Dear JMSB, Engineering & Computer science, Arts & Science, Fine Arts students and everyone else at Concordia University,

Soulaymane (Soulay) Elalaoui and Omar Riaz are your peers too. You deserve to know the truth.

Full disclosure: I served as President of CASA during the 2016–2017 academic year. Soulay served as my VP Events. Omar served as Chairperson to the CASA board of directors. Both are my friends and I am triggered by the hate and lack of fairness during this entire ordeal.

Context

You’ve probably heard by now of the 2 Concordia Student Union (CSU) executives that “have been scolded for taking gifts” according to The Link Newspaper. Let’s put things into context. Soulaymane Elalaoui and Omar Riaz were offered plane tickets by CSU’s insurance provider, Alliance pour la Santé Étudiante au Québec (ASEQ), to attend the Student Union Development Summit (SUDS). The reason those executives attended was to see how other student unions operate and bring back knowledge to share with council and their team. In fact, upon their return, they submitted a 12-page report with their observations and recommendations to improve the CSU’s offering to students.

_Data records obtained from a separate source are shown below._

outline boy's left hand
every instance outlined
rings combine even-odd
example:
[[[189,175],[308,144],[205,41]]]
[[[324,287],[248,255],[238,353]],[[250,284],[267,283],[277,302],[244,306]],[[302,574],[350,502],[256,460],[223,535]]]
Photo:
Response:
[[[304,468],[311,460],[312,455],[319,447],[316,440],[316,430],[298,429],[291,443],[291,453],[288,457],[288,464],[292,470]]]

That being said, the CSU council last year did vote on a motion that all “gifts” should go through council before being accepted. Soulay and Omar did not present the offering to council, so I have to admit that this was a mistake on their part. However, most of the CSU executives (if not all of them) were informed and knew that they were going to the conference.

Representation

There are over 36 000 undergraduate students at Concordia and the CSU claims to represent ALL of them. Let’s not play ourselves, a vast majority of students don’t even care enough to vote. According to The Link, only 1074 (2.98%) students voted in the last election. During my 3 years of student involvement, I’ve heard a great deal of students tell me that they don’t understand what the CSU does. What surprised me the most is the number of students that tell me that the CSU does not represent them.

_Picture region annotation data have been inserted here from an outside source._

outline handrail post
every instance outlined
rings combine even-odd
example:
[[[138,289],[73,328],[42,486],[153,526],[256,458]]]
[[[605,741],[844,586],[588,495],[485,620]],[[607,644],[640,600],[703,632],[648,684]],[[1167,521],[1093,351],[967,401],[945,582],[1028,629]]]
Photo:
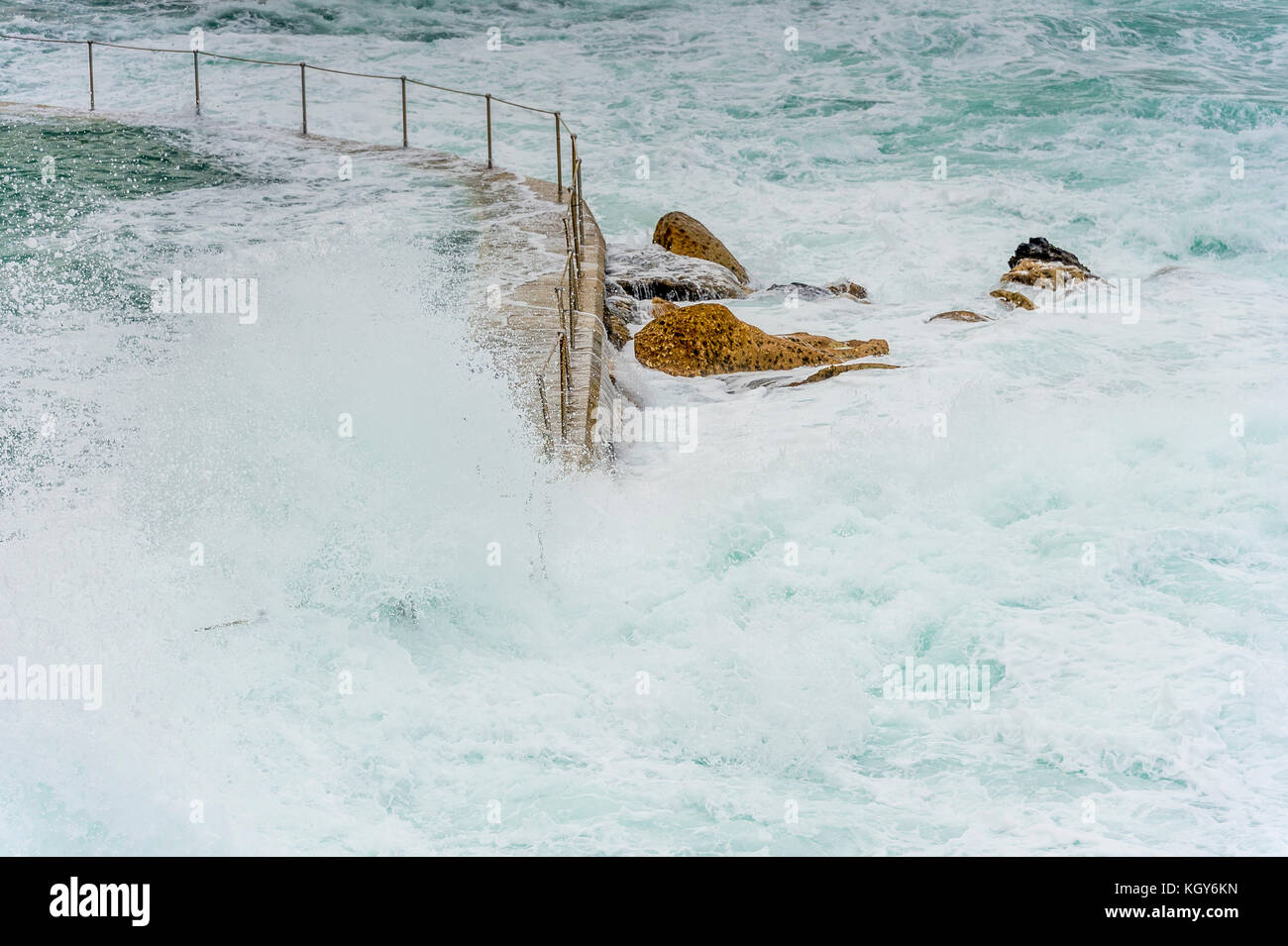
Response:
[[[581,161],[573,169],[573,176],[577,179],[577,236],[581,245],[586,246],[586,192],[581,180]]]
[[[559,181],[556,196],[563,199],[563,135],[559,133],[559,112],[555,112],[555,178]]]
[[[568,336],[559,332],[559,441],[568,439]]]
[[[403,147],[407,147],[407,76],[401,76],[403,86]]]
[[[487,94],[487,167],[492,170],[492,93]]]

In the last election, a few JMSB students decided that they wanted to shape the union to become a union for the people and not a union for the-people-that-yell-the-loudest. As a result, a record breaking 30% of the votes were from JMSB alone and JMSB students Soulay and Omar won.

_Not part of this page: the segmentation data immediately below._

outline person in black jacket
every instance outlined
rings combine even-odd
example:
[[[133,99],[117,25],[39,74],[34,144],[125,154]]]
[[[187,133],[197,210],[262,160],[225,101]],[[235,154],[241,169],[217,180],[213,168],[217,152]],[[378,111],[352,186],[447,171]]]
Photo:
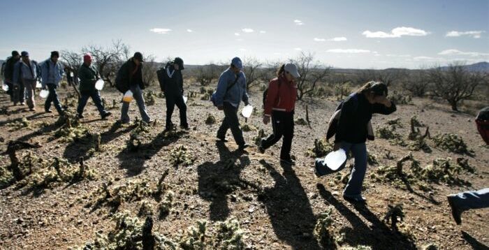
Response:
[[[175,105],[180,111],[180,127],[185,130],[189,129],[189,124],[187,122],[187,105],[183,96],[182,71],[184,68],[183,60],[176,57],[173,61],[166,64],[165,68],[162,69],[163,82],[160,83],[160,87],[161,91],[165,93],[166,99],[166,129],[168,131],[173,128],[171,116]]]
[[[139,108],[139,112],[141,114],[143,122],[151,122],[151,117],[146,111],[145,98],[143,96],[143,89],[145,89],[145,84],[143,82],[143,54],[140,52],[134,53],[134,56],[126,61],[119,69],[116,82],[124,82],[129,90],[133,92],[133,97]],[[121,122],[129,123],[130,121],[129,103],[122,102],[121,109]]]
[[[343,191],[343,198],[351,202],[365,203],[362,185],[367,170],[367,126],[372,114],[389,115],[395,105],[387,98],[387,86],[383,82],[369,82],[343,102],[335,138],[335,151],[340,148],[351,151],[355,165]]]
[[[8,86],[7,94],[10,96],[10,101],[14,101],[13,98],[13,66],[20,60],[20,54],[17,50],[12,52],[12,57],[7,58],[3,68],[3,77],[5,78],[5,84]],[[18,90],[17,90],[18,91]]]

The Argument for Hierarchy (within reason)

One of the points in their recommendation report that was heavily criticized was about the implementation of a hierarchy. Let me be clear, they are not asking to be called Supreme Leader or to eliminate democracy. Hierarchy (within reason) allows everyone to know who oversees what and holds them accountable. If Canada had a General Minister as opposed to a Prime Minister, what do you think the international community would think? If Apple’s Chief Executive Officer (CEO), Tim Cook, became an Executive Officer, would Apple continue to have tremendous growth? There is no definite answer to that question because no successful company or nation operates that way. Therefore, it is safe to assume that this structure would fail.

So to the members of CSU who refuse to even open the discussion, I encourage you to be more open-minded. If you are unwilling to argue why your point of view is better, then how do you know it actually is better?

Excessive Punishment

I agree that a formal warning and perhaps an apology would be a fair punishment for Omar and Soulay. But in addition to that, Council has voted on making them reimburse ASEQ out of their pockets (approximately $1000). That is an incredibly high amount, even if they were given 90 days to pay. The reason why I believe it’s excessive is because their motive was to actually learn and bring back value, not to gain from a “free trip”. The proof is that they made a recommendation report before anyone asked them to do so.

The bottom line is that Soulay and Omar received an opportunity for their executives to develop themselves and improve what they can offer to students. Their intentions were not to start the school year with drama, but to bring fresh ideas.

Alternative Facts and Bias

My message to The Link is the following: students pay your salaries. I’ve had bad articles written about me and it sucks to read them. If you’re going to write about the mistakes of student leaders, the least you can do is get your facts straight. Furthermore, The Link is supposed to be an unbiased student newspaper. An editorial is an opinion piece. If The Link writes an editorial, did it express it’s opinion (showing bias) or is it still an unbiased newspaper? I’d really like to know.

Words of Encouragement

To Omar and Soulay, every day I am astounded by your continuous courage to want to bring change to your school. I know you were trying to do the right thing, but just know that no matter how many negative voices you hear, there are 10 times more positive voices that support you. We are ALL grateful for your desire to make our university lives better.

To anyone that would like to read the recommendation report, you can find it here: http://bit.ly/2xESEu1

I have nothing, but respect for those that decide to get involved with student life, even those I don’t agree with. I encourage everyone to participate in a big or small way.

One love,

Evan Pitchie

Correction: It is written that Soulay and Omar must pay back ASEQ. They must pay the CSU and then CSU will pay ASEQ.